心技体が崩れていった多和田真三郎。類まれなる才能を持つ18番の復活に期待 (2ページ目)

  • 中島大輔●取材・文 text by Nakajima Daisuke
  • photo by Jiji Photo

 多和田の噂はいろいろ聞いていた。ミーティングへの遅刻や欠席も珍しくなく、投手会には顔を出さない。嘘か実(まこと)かわからないが、夫婦関係に関するものもあった。そして2019年シーズン終了を前に、人知れぬまにクラブハウスのロッカーはきれいさっぱり片付けられていた、と----。

 自律神経失調症の公表から半年以上経過した今年7月30日、球団は支配下選手契約を結んだことを発表。渡辺GMは以下のコメントを出した。

「心身ともにチームに合流しても大丈夫と主治医の診断書もいただき、本人と話をした。契約できたので、今後戦力になってもらいたい」

 沖縄出身の多和田は同郷の先輩、山川穂高の足跡を追うように、中部商業、岩手県の富士大学を経て、2015年ドラフト1位で西武に入団した。

 大学時代は1年秋の明治神宮大会でノーヒットノーランを達成。4年春には右肩腱板に炎症を起こし、春の全日本選手権と秋季リーグの登板を回避したなか、西武は1位指名した。

 背番号18という特別な番号を与えられた男は、1年目は7勝5敗で防御率4.38。まずまずの成績でルーキーイヤーを終えた。

「ライオンズの18番をもらったので、いずれはエースになりたいと思っています」

 開幕前にそう話した2年目は5勝5敗で防御率3.44に終わったが、翌年、16勝5敗で最多勝に輝いた。

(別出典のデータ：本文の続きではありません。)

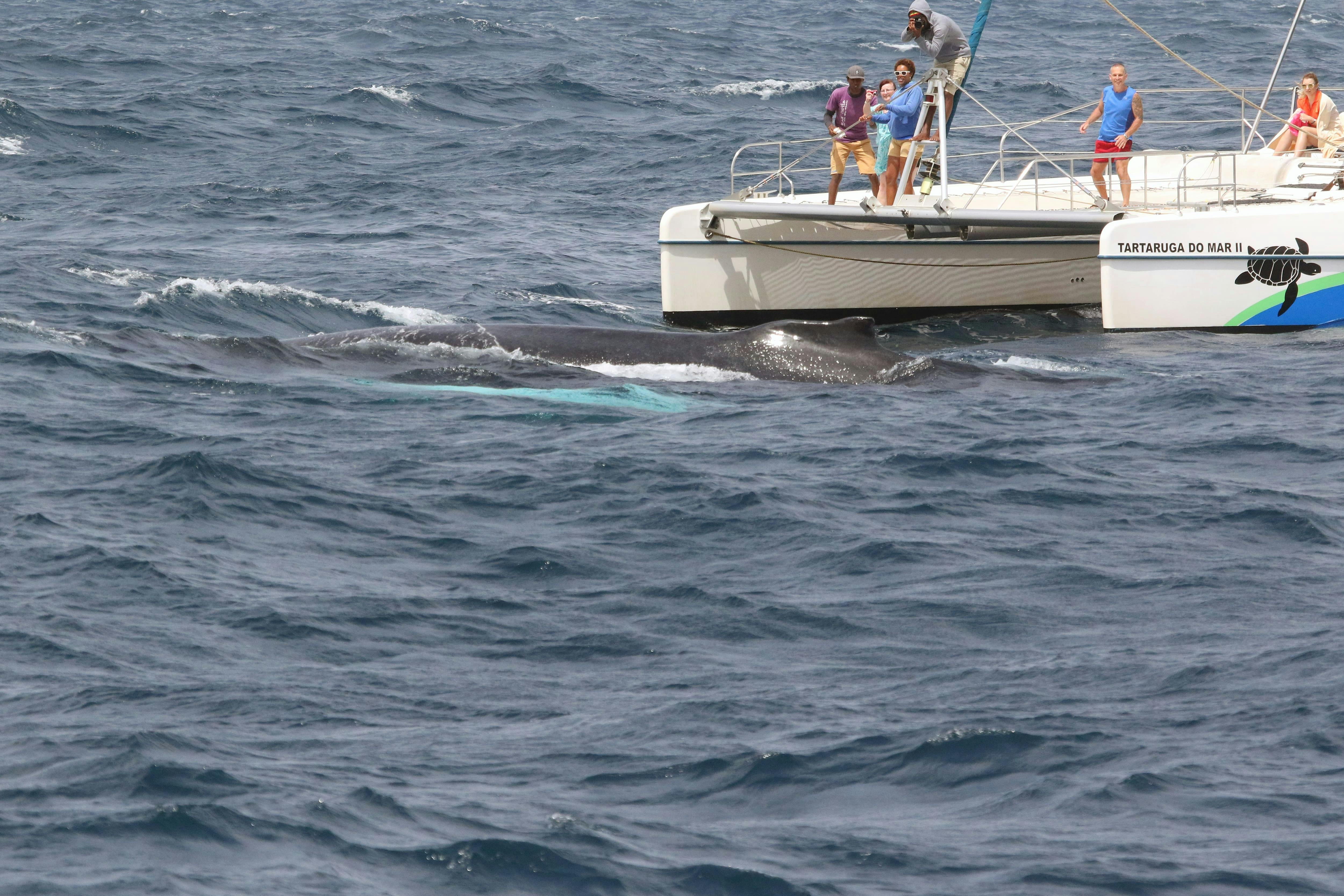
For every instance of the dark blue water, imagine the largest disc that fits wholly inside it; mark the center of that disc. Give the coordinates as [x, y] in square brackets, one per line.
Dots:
[1069, 621]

 しかし、メディアでの露出は決して多くなかった。口下手で多くを語らず、心の内を読み解きにくいため、記事にしにくいのだ。

 西武を中心に取材する者として、個人的にも後悔があった。最多勝に輝いた2018年、多和田の記事を1本も出せなかったことだ。

 翌年こそはエース街道を歩む男の内面に迫れればと、登板を追いかけた。開幕から2試合は持ち味を発揮できなかったが、3戦目は見違えるような投球を披露した。

 ハイライトは0対0で迎えた9回二死一、三塁。4番・ロメロを迎えた場面だ。初球はスライダーで空振りを奪ったあと、内角に速球を4球続けて空振り三振に斬ってとった。